AI is showing up in court cases – but only a human jury can grapple with moral weight of assessing guilt
“Mercy,” a film released in January, depicts a dystopian Los Angeles in the near future: a city riddled with violence, homelessness and civic disorder. California’s response is to set up the Mercy Capital Court, run entirely by an AI bot that goes by the name Judge Maddox. The judge can analyze evidence, determine whether the threshold for guilt has been met and execute the defendant – all in a matter of 90 minutes.
Actor Chris Pratt plays a police officer named Chris Raven, who stands accused of murdering his wife. If he wants to leave the Mercy Court alive, he must do everything he can to lower his “guilt score” – the AI’s assessment of whether he’s the killer – from 97.5% to 92%.

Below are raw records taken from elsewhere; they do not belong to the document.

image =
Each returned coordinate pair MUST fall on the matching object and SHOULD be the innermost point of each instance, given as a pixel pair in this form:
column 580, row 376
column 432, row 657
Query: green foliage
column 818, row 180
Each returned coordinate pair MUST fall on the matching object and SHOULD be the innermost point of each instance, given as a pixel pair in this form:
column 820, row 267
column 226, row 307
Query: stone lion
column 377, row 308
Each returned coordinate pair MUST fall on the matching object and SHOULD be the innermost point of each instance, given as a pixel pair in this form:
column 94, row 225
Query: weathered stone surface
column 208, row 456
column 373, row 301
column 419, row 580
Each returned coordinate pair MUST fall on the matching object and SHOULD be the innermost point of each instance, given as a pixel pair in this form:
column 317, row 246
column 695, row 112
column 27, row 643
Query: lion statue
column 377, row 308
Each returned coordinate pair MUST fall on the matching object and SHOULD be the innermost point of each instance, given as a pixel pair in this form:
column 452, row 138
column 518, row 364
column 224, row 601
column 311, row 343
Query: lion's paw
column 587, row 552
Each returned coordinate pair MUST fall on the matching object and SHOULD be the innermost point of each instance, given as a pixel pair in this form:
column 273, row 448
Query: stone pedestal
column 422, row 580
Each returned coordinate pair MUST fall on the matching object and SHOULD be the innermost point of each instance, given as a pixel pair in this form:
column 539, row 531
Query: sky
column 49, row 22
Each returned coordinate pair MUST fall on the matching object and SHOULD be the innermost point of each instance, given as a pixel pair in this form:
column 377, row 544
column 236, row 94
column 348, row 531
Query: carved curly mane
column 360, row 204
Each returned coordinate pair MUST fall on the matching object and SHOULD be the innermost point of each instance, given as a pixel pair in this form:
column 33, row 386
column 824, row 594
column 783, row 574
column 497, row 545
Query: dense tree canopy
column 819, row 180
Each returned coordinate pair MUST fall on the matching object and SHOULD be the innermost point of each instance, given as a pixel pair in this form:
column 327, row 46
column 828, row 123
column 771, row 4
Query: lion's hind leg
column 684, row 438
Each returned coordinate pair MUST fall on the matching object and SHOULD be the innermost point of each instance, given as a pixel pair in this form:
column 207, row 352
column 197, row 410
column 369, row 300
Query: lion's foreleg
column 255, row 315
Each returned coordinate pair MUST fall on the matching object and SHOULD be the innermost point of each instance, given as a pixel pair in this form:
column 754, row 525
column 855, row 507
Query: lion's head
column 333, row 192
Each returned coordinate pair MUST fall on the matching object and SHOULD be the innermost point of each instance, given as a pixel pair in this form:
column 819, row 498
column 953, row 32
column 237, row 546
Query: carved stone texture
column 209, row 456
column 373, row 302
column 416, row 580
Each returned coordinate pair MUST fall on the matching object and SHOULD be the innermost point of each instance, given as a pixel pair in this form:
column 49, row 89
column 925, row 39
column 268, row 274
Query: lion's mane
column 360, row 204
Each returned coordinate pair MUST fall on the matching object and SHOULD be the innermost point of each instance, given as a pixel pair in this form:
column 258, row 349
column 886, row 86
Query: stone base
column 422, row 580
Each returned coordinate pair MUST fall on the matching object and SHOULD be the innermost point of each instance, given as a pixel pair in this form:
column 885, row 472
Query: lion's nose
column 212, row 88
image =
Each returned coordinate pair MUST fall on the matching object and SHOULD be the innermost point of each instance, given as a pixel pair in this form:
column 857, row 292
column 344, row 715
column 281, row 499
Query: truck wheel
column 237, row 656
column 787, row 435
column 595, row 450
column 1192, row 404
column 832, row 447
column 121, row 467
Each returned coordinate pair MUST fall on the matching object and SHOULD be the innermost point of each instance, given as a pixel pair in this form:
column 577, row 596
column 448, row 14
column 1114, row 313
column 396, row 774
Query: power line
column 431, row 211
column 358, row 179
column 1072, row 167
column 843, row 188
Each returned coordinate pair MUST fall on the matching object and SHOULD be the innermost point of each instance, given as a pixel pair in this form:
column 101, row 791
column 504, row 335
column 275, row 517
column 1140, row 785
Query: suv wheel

AI judges may still be in the realm of science fiction, but AI tools are entering the courtroom. Risk-assessment tools now help judges make decisions about bail, and lawyers and judges have used AI to research legal precedent. Some judges are even experimenting with it to formulate rulings, and simulations have used AI tools to stand in for human jurors.
“Mercy” does not appear to take itself too seriously as a commentary on the legal system. But the idea that an AI bot can determine a verdict by assessing evidence distorts the meaning of legal judgment.
As a scholar who studies juries, I believe AI obscures the importance of what human decision-makers bring to the task, and why they are essential for the legitimacy of the legal system. Since the Middle Ages, jurors have had to grapple with the weight of determining guilt – including having serious reservations about the quality of the evidence, the legitimacy of punishment and the impossibility of complete knowledge about the case.
Weighing the evidence in a criminal case cannot easily be measured on a........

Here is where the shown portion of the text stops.